None of this is new, any more than are outdoor classrooms during epidemics—see New York City schools in the early 20th Century and current Santa Fe privates. We could just start with exhaustive research on the health and academic benefits of recess and outdoor education, which this column has addressed in SFPS applications.
Unfortunately, our district seems bent on ignoring this research and ingenuity and, instead, stuffing more and more students into bigger and bigger schools with the most cookie-cutter, uninviting outdoor spaces imaginable. Most teachers and staff make extraordinary efforts to connect with students, but this model makes it harder to build the deep relationships that might keep more kids engaged when they're 100% online.
Why do we keep pursuing this? What data shows this supporting the best outcomes for publicly educated kids and communities?
It is easy to call out the relative wealth and whiteness of Acequia Madre parents advocating against shutting down their small school last fall—and plenty do. Truth is, that reaction is far too easy.
A more productive, progressive response would be not only to listen to what these parents and students are advocating for—but also to figure out how to give those benefits to more kids instead of simply taking them away from the few who enjoy them now.
In the redirected words of my then-11-year-old, "Why do they get a better education?" Don't kids on Santa Fe's Southside deserve small-school, smaller class education, too?

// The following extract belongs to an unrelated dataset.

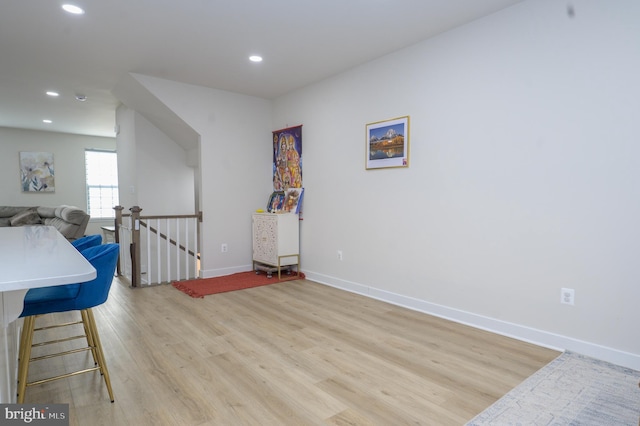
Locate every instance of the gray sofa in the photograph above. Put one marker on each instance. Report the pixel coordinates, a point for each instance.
(70, 221)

Yes, small schools are more expensive—and, we are doing something terribly wrong if our primary approach to equitable education is based on industrial efficiencies. Offering this as the only option to families and students is a dim way forward. It pretty much guarantees more families jumping ship.
Certain achievement-gap contributors we cannot change: Some public school kids have parents with college and advanced degrees and many more do not; some families pay for extra lessons and camps and many more can't; some kids were read to as infants and others weren't; kids live in homes with lots of books, or with televisions on all day, or that are scary and unstable; some families have enough food and others are hungry.
It is true that the varying degrees of American kids' opportunities are built on historically racist, discriminatory foundations. It is critical to acknowledge these conditions and advocate for equity, even when we're scrambling to accommodate COVID-19.
But calling foul on parents’ individual decisions in the best interest of their children, as is happening around the country, is not the way to do this—especially given how far we need to go in adopting an equitable, healthy, creative and high-bar paradigm for all our students.